Congratulations! There's now a JVM running right inside your process! You would probably launch the JVM at the startup of your application. Unless you are 100% sure that you will only ever invoke Java code from the thread that just created the JVM, you can throw away the env pointer, but you have to keep the jvm pointer.
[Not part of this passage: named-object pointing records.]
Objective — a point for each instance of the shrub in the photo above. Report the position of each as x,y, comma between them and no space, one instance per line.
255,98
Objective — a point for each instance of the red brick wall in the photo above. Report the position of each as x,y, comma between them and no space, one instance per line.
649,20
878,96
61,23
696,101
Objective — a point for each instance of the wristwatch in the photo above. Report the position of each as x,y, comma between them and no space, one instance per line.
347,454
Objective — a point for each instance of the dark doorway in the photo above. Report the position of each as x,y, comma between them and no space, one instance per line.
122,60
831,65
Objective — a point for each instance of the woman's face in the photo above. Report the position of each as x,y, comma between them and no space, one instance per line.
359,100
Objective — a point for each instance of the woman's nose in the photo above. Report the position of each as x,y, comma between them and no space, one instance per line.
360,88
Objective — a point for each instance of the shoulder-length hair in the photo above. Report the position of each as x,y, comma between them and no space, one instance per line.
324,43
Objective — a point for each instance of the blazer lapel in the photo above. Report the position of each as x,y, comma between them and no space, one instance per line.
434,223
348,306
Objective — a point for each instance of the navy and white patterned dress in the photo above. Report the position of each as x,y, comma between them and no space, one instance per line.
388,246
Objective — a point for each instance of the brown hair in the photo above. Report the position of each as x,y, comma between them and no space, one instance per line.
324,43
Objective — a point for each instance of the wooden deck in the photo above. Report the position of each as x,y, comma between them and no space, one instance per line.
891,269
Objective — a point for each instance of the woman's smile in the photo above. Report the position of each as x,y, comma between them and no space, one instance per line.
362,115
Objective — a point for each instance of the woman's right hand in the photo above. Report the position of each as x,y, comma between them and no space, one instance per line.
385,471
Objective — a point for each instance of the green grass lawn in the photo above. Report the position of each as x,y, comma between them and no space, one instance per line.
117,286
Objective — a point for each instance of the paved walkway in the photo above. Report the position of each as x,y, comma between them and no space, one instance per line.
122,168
Getting the JNI environment (optional)

So now you created the JVM and your application is up and running and then somebody clicks that button. Now you want to invoke Java code. If you are 100% sure that you are right now on the thread that created the JVM in the previous step and you still have the env pointer, then you can skip this. Otherwise, perform a quick check if the current thread is attached to the JVM and attach it if it isn't:

JNIEnv* env;
bool mustDetach = false;
jint retval = jvm->GetEnv((void**)&env, JNI_VERSION_1_6);
if (retval == JNI_EDETACHED)
{
    JavaVMAttachArgs args;
    args.version = JNI_VERSION_1_6;
    args.name = NULL;
    args.group = NULL;
    retval = jvm->AttachCurrentThread(&env, &args);
    mustDetach = true; // to clean up afterwards
}
if (retval != JNI_OK)
    throw gcnew System::Exception(); // should never happen
invokeJavaCode(env); // next step
if (mustDetach)
    jvm->DetachCurrentThread();

Invoking Java code

Now you are right there, you want to invoke that Java code and you even have the env pointer. You want the easiest solution, so this is how you call a static method:

jclass clazz = env->FindClass("com/myself/MyClass");
if (clazz == NULL)
    throw gcnew System::Exception();
jmethodID mid = env->GetStaticMethodID(clazz, "myStaticMethod", "<signature>");
if (mid == NULL)
    throw gcnew System::Exception();
<type> returnedValue = env->CallStatic<type>Method(clazz, mid, <arguments>);

You can use javap -s (command line tool) to determine a method's signature. <type> can be any primitive type (it must match the return type of the Java method). The arguments can be of any primitive type, as long as they match the arguments of the Java method.

The end

And there you have it: The easiest way to invoke Java code from C++ on Windows (actually only the first two parts are windows-specific...). Oh, and also the most efficient one. Screw databases and files. Using 127.0.0.1 sockets would be an option but that's significantly less efficient and probably not less work than this. Wow, this answer is a bit longer than I expected. Hopefully it helps.